Mit dem 2016 in Kraft getretenen Gesetz zur Digitalisierung der Energiewende hat die Bundesregierung einen wichtigen Schritt für das Gelingen der Energiewende gemacht. Das „Barometer Digitalisierung Energiewende“ wird begleitend als Fortschrittsmesser jährlich die Umsetzung der Energiewende abbilden und bewerten. Die drei Gutachten sollen im Laufe des Jahres 2018 erscheinen und befassen sich mit folgenden Themen:

  1. Verbraucher und Geschäftsmodelle: Wie kann man die Verbraucher stärker motivieren, an der Energiewende teilzunehmen? Welche Geschäftsmodelle bieten sich an und lassen sich ausländische Geschäftsmodelle auf Deutschland übertragen?
  2. Flexibilisierung: Wie kann man die fluktuierende erneuerbare Einspeisung mit der zunehmend flexibleren Nachfrage zusammenbringen und dabei den Verteilnetzausbau effizient begrenzen? Wie kann man entsprechende Marktregeln und -prozesse hierfür aufbauen?
  3. Telekommunikationsinfrastruktur: Welche TK-Infrastruktur steht zur Verfügung und welche wird benötigt?

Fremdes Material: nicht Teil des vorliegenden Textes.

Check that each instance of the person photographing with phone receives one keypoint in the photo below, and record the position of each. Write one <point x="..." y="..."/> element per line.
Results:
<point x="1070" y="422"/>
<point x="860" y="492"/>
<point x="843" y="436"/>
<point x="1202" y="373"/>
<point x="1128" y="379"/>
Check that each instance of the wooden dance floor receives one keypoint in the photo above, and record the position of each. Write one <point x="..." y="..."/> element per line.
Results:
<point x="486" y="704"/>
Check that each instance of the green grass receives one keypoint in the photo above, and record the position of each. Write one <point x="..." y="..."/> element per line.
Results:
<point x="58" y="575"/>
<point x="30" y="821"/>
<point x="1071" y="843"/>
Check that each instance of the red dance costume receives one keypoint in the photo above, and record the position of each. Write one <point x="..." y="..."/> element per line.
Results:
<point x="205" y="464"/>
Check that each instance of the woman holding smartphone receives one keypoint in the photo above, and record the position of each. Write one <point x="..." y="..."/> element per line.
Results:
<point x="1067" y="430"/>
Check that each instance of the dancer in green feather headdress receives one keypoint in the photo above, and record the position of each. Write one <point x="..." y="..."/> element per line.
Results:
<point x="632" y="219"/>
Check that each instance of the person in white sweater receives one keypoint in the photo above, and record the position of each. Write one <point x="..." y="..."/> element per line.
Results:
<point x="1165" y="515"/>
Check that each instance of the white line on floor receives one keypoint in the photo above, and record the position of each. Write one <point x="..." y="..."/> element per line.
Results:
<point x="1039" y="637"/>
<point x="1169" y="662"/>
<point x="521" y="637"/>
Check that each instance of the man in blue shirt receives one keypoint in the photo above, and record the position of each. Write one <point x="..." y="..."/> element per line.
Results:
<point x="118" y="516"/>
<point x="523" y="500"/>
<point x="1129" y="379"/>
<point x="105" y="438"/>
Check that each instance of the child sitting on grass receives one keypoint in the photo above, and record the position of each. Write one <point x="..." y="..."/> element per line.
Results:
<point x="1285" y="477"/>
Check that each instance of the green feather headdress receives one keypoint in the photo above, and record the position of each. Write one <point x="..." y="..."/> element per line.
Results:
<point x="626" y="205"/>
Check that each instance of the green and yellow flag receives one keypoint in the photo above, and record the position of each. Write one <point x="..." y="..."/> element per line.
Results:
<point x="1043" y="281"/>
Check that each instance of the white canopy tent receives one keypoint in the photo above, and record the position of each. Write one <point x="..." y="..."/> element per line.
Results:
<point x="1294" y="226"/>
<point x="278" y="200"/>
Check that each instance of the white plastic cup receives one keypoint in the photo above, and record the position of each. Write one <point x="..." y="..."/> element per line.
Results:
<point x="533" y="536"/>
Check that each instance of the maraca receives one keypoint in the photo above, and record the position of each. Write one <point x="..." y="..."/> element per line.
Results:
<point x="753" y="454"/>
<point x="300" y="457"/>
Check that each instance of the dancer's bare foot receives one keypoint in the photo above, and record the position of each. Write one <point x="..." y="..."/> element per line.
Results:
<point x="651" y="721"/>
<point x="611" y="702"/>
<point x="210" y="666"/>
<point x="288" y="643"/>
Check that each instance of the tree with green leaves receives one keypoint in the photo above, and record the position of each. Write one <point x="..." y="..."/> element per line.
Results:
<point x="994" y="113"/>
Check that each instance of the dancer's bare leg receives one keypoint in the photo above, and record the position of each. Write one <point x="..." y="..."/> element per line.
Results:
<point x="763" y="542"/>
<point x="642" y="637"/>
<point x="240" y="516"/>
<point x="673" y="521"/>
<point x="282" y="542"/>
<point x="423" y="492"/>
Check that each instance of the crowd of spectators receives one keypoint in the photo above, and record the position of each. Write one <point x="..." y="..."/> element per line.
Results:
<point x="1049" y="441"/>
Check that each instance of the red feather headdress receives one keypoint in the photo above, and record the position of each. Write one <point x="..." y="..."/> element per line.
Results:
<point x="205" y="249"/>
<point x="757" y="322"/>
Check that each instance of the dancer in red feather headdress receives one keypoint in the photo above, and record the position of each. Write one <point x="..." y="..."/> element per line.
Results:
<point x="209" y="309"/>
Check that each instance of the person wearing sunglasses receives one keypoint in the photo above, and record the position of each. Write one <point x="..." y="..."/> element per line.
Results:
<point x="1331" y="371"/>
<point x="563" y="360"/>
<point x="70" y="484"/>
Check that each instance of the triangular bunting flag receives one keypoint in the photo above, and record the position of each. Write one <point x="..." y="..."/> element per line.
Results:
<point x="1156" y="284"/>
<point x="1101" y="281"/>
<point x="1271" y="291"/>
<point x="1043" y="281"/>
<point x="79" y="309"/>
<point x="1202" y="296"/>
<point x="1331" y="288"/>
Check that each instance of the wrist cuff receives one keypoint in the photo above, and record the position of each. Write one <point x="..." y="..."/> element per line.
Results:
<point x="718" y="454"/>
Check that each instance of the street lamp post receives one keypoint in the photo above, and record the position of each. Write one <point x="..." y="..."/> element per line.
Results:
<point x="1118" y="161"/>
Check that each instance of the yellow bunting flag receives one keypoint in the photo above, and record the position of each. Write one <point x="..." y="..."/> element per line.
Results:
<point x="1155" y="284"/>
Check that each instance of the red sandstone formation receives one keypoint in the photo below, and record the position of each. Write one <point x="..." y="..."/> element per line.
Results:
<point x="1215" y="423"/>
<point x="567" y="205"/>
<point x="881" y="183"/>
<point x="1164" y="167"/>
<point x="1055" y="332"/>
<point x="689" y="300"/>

EY Partner Dr. Frank Fleischle: „Mit dem Digitalisierungs-Barometer wollen wir Spiegel und Motor der Energiewende sein. Wir schauen uns an, wo wir stehen. Wir wollen aber gleichzeitig auch Impulse setzen. Denn die Nutzung aller Möglichkeiten, die die Digitalisierung bietet, ist mitentscheidend für das Gelingen der Energiewende. Und das wiederum kann nur gelingen, wenn die verschiedenen Interessensgruppen von Anfang an über den Beirat ihre jeweilige Perspektive in das Projekt einfließen lassen können. EY bringt seine reichhaltige Erfahrung bei der Entwicklung und Umsetzung von neuen digitalen Geschäftsmodellen im Energiebereich und angrenzenden Gebieten wie Smart Home oder Elektromobilität sowie seine Expertise bei Regulierungsthemen ein.“

B E T-Gründer und Generalbevollmächtigter Dr. Wolfgang Zander: „Das effiziente Zusammenwirken von Markt und Verteilnetzen beim Einsatz flexibler Nachfrager ist eine der Kernaufgaben für das Gelingen der Energiewende. Wir werden herausarbeiten, wie digitalisierte, intelligente Verteilnetze diese Aufgabe bewältigen können, welche technischen und organisatorischen Voraussetzungen geschaffen werden müssen und welche Anpassungen im Regulierungsrahmen sowie bei den Marktprozessen erforderlich sind. In diesem komplexen Umfeld werden wir darauf achten, dass effiziente und praxistaugliche Lösungen für alle Marktteilnehmer erarbeitet werden“

WIK-Geschäftsführerin Dr. Iris Henseler-Unger: „Digitalisierung und der Einsatz von Kommunikationstechnologien sind konkrete Notwendigkeiten, um die Herausforderungen der Energiewende bewältigen zu können. Ohne eine leistungsfähige und hochverfügbare Telekommunikationsinfrastruktur wird die Transformation der Energiewirtschaft nicht gelingen. Wir werden analysieren, welche TK-Infrastrukturen notwendig sind, um die Energiewende nachhaltig zu unterstützen. Ebenso werden wir aufzeigen, wie die TK-Regulierung verändert werden sollte, um passgenaue TK-Lösungen für die Energiewirtschaft zu ermöglichen.